HSV is prevalent worldwide & HSV DNA is found in the brain

• ■Endemic infection rates for HSV in the US are immense: 31% of children aged 6–14 years, rising to 49% in adults aged 14–49 years, to a high of 89% of the population over 65 years.
• ■HSV-1 DNA is commonly detected by PCR in post-mortem examination of brains in England (73.3%), Finland (16%), Japan (44%) and the USA (81%).

Asymptomatic replication of HSV in both brain & the peripheral nervous system

• ■Chronic HSV replication occurs in the peripheral and CNS, with HSV-1 DNA found in saliva and HSV-1 and -2 found in the cerebral spinal fluid of asymptomatic subjects.
• ■Cognitive impairment correlates with serologic evidence of HSV reactivation in cognitively normal elderly subjects.

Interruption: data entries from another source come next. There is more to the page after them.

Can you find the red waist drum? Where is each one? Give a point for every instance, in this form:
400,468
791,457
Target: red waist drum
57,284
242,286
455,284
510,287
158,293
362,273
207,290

HSV-1 interacts with amyloid precursor protein, the substrate of the major protein, Aβ, in Alzheimer’s plaques

• ■Nascent HSV-1 particles travel with amyloid precursor protein inside cells, resulting in abnormal amyloid precursor protein distribution.
• ■HSV-1 infection of neurons in culture leads to increased Aβ production.

Conclusion

• ■Evidence is accumulating that HSV plays a role in Alzheimer’s disease. To satisfy a causal link between HSV and Alzheimer’s disease, an approach that takes 21st century ethical considerations and methodologies into account must be developed.

Future perspective

• ■Monitoring cognition in HSV-positive subjects with mild cognitive impairment during long-term treatment with acyclovir, US FDA-approved for herpes virus therapy, will provide support for a causal relationship while also developing a novel treatment modality.
• ■If HSV replication in the brain in vivo results in AD-like pathology, than a causal link satisfying Koch’s postulates will be obtained.